As they walked back to the MRT, there was no need to say much.

“I like the way you say things that matter without trying to sound perfect,” he said as they reached the gate.

Meilin looked at him, caught off guard by the softness in his voice.

“I like the way you don’t try to fix the silence,” she replied.

They didn’t hug. They didn’t touch.

But when they parted, both walked away smiling.

Some silences aren’t empty.
Some carry the weight of everything still becoming true.

Rafiq

On the train ride home, Rafiq leaned his head against the window, watching the blur of lights outside as the city slipped past. He thought about the way she had smiled that night—soft, real, as though something inside her had unknotted just enough to let him in.

He hadn’t meant to say what he did, not exactly. The words had simply come. But her reply had stayed with him, nestled quietly in the center of his chest. I like the way you don’t try to fix the silence.

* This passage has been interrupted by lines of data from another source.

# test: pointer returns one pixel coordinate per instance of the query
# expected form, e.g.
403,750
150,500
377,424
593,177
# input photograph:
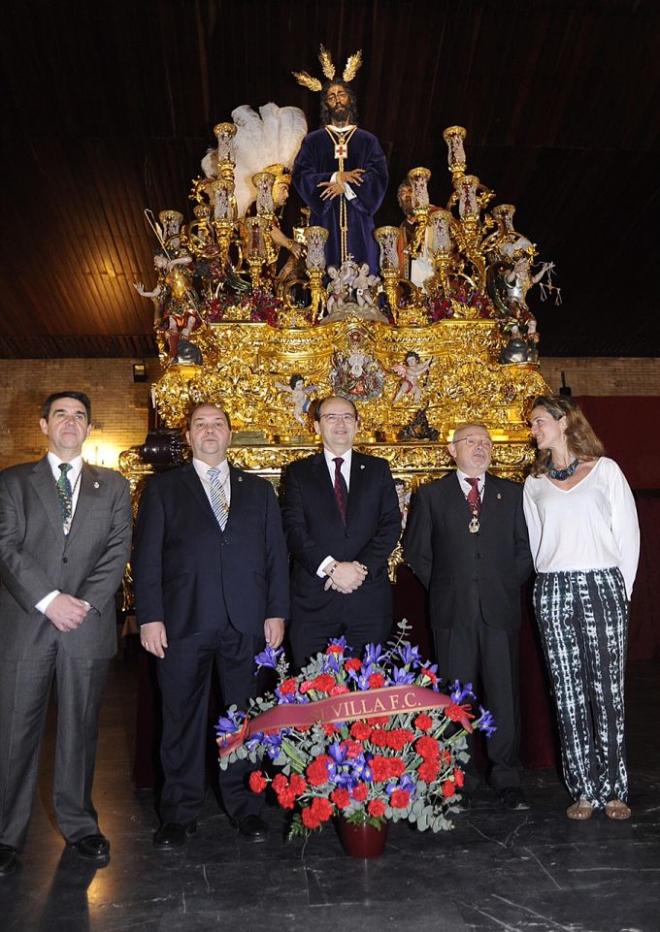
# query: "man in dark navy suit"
342,521
466,540
211,585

He didn’t know what they were yet. But he knew what they weren’t.

They weren’t fleeting.

He opened his notebook and wrote a line without thinking:
Some people don’t rush in. They unfold.

Meilin

Meilin sat by her window that night, knees drawn to her chest, a cup of tea growing cold in her hands. She replayed the conversation again—not out of doubt, but reverence.

The way Rafiq listened. Not to reply, not to fix, but to hold.

She hadn’t realized how much she missed that. Or how much she needed it.

She thought about how she used to speak carefully, always conscious of being too much or not enough. But with him, it felt different. Like every awkward pause was just part of a longer rhythm.

A quiet trust was forming between them. Not built on grand promises, but on presence. On shared memories. On the courage to sit with the unsaid.

She placed her mug down, pulled her cardigan tighter around her, and smiled into the quiet.

Some feelings don’t need to be named to be known.
Some stories begin long before the first page is turned.